परमेश्‍वर (parameshvar) incorrectly displayed

pgundlach commented 2 years ago

<Layout xmlns="urn:speedata.de:2009/publisher/en"
    xmlns:sd="urn:speedata:2009/publisher/functions/en">
    <LoadFontfile name="Noto" filename="NotoSansDevanagari-Regular.ttf" />
    <Pageformat height="4cm" width="5cm" />
    <DefineFontfamily fontsize="10" leading="12" name="text">
        <Regular fontface="Noto" />
    </DefineFontfamily>
    <Record element="data">
        <PlaceObject>
            <Textblock>
                <Paragraph language="Other">
                    <Value>परमेश्‍वर</Value>
                </Paragraph>
            </Textblock>
        </PlaceObject>
    </Record>
</Layout>

incorrect result:

pgundlach commented 2 years ago

The word परमेश्वर (Parmeshwar - God) consists of the following Unicode input sequence:

Now I assume that the highlighted zero width joiner (U+200D, ZWJ) is used to connect the first and the last part of the word in order to keep it together.

From

https://en.wikipedia.org/wiki/Zero-width_joiner

"When placed between two characters that would otherwise not be connected, a ZWJ causes them to be printed in their connected forms."

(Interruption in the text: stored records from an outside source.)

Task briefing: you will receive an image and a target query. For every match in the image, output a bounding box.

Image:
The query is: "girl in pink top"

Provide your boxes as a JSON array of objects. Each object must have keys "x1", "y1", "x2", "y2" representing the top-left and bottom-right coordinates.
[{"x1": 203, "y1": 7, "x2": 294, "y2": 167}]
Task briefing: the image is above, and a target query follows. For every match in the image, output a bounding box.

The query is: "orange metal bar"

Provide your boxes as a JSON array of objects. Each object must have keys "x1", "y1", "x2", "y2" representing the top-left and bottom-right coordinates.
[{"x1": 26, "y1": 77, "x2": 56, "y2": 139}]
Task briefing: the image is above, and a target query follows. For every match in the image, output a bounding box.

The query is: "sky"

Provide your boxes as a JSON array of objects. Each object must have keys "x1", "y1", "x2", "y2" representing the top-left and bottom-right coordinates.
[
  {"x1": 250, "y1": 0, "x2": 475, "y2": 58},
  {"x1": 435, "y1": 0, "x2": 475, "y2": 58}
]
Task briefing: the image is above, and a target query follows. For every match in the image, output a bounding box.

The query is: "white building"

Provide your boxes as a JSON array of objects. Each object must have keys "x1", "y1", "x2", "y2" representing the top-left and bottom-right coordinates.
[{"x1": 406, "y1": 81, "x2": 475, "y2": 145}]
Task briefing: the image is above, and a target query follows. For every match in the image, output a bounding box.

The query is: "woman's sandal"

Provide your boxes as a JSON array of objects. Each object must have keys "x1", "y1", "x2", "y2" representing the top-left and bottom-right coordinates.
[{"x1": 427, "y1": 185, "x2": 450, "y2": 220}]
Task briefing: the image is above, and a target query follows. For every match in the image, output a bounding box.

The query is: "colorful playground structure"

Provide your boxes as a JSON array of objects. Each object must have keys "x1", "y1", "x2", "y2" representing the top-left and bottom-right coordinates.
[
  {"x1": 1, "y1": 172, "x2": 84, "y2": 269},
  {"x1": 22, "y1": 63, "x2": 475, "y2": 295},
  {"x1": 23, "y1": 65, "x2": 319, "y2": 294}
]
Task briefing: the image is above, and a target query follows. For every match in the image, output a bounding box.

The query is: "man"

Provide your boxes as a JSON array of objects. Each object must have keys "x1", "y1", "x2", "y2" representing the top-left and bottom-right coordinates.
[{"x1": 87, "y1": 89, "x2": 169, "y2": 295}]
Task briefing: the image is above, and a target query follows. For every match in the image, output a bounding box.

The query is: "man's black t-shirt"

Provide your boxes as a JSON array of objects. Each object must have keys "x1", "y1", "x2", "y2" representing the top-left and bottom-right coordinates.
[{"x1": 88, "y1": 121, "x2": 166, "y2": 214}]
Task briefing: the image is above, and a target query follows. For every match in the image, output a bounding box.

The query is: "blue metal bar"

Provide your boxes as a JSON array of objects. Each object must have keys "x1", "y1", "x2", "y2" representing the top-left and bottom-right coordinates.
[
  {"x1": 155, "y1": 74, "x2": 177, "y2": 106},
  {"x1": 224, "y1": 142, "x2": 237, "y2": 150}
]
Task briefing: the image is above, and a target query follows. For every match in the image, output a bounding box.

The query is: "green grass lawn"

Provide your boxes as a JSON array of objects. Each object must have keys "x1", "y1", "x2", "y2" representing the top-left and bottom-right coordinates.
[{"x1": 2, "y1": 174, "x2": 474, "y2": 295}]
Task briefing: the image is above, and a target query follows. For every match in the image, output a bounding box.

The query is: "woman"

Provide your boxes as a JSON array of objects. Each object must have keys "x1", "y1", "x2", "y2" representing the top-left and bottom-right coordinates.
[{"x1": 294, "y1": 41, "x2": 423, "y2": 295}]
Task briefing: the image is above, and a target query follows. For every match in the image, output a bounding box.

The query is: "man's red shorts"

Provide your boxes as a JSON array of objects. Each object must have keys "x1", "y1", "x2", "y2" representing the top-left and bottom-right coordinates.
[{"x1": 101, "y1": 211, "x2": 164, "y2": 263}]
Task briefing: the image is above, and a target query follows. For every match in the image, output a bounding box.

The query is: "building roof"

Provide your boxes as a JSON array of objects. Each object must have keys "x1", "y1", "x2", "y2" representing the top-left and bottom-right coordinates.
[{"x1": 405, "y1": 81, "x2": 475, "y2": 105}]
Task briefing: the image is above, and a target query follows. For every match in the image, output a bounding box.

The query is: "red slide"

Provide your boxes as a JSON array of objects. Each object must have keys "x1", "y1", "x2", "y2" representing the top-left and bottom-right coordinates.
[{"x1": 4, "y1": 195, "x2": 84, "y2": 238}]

Harfbuzz, the font shaping library, turns this into (the font dependent) unicode glyphs:

The ZWJ gets converted into a space with width 0, the speedata Publisher incorrectly interprets this as an interword space. My fix is to ignore zero width spaces.

khaledhosny commented 2 years ago

Fonts might also Kern space, or use different space glyph for different scripts. I suggest:

Detect word space based on the input character, i.e. using the cluster. This backmap seems to assume there is a unique relationship between glyphs and code points, which is not true in OpenType. Doing this alone would have avoided this issue in the first place, since even though this is a space glyph, the cluster points to an input ZWJ.
Use the x advance of the shaped glyph for the width of the glue not a fixed font global space width.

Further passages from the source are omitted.